* Don “Chava”, quien desde hace 42 años se dedica a la venta de billetes de la Lotería Nacional, manifiesta que el COVID-19 es la pandemia más perjudicial que el país ha sufrido, incluso, dice, supera la gripe porcina o H1N1 que paralizó a México en el 2009

 

En el municipio de Ciudad Isla, Veracruz, la pandemia del coronavirus (COVID-19) está afectando severamente la economía de los ciudadanos, asegura don Salvador Nieves Orozco, quien desde hace 42 años, se dedica a la venta de billetes de la Lotería Nacional (LOTENAL).

 

“Las ventas han bajado mucho, casi a la mitad, porque no hay dinero circulante en el pueblo. Se vinieron abajo todos los negocios.

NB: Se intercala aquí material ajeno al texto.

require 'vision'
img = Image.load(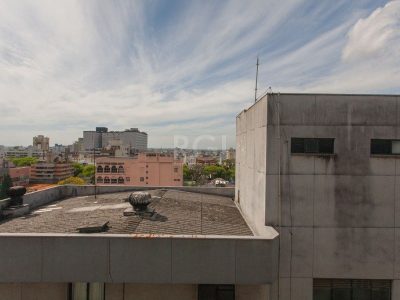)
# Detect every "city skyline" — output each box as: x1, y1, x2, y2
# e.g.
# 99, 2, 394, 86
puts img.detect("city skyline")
0, 0, 400, 148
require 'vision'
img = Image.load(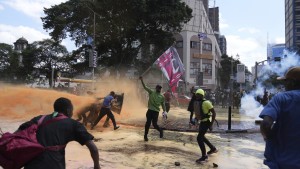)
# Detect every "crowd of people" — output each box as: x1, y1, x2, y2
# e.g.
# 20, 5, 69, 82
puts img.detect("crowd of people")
12, 67, 300, 169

En los restaurantes, donde venimos a vender, están vacíos”, expone.

 

Don “Chava”, como es cariñosamente conocido, cuenta con 73 años de edad, y desde que tiene uso de razón, recuerda que el COVID-19 es la pandemia más perjudicial que el país ha sufrido, incluso, dice, supera la gripe porcina o H1N1 que paralizó a México en el 2009.

 

“El viernes 27 de marzo fue el último sorteo que la Lotería Nacional realizó. Detuvo la venta de todos los billetes. Eso nunca había pasado. Solamente se están vendiendo para el Sorteo del Avión Presidencial, que es para el 15 de septiembre”, señaló.

 

Hoy, don Salvador, salió de su domicilio ubicado en el municipio de Juan Rodríguez Clara, Veracruz, a las 10 de la mañana, como normalmente lo hace a diario, vestido de pantalón de color café y una camisa pilipina de color rojo, y su sombrero, que no puede faltar, para cubrirse el sol. Pasa a ver a unos “clientes”, como él los llama, y luego se traslada a Ciudad Isla, que se encuentra a una distancia de entre 20 a 30 minutos.

 

“Antes recorría toda la región, pero desde que me accidenté, sólo vendo en Isla y Rodríguez. Entre ayer y hoy, solamente he vendido seis ‘cachitos’ del sorteo para el avión, de 500 pesos, casi no se vende porque vale más caro”, manifiesta.

 

Don Salvador, para quienes no lo conocen, es una persona de tez morena, cuerpo robusto y de aproximadamente 1.50 metros de estatura. Es carismático, muy sencillo, y siempre trae su mochila, donde guarda los billetes y los resultados de los sorteos. Lo ubica a un costado del Banco Santarder Serfín.

 

“Como todos, siempre salgo con la esperanza de vender y poder llevar el pan de cada día a mi hogar. Ahorita, por la necesidad, solamente salgo a vender los billetes para el sorteo del avión. Ojalá y no empeore esto, pero ya Dios dirá”, finalizó.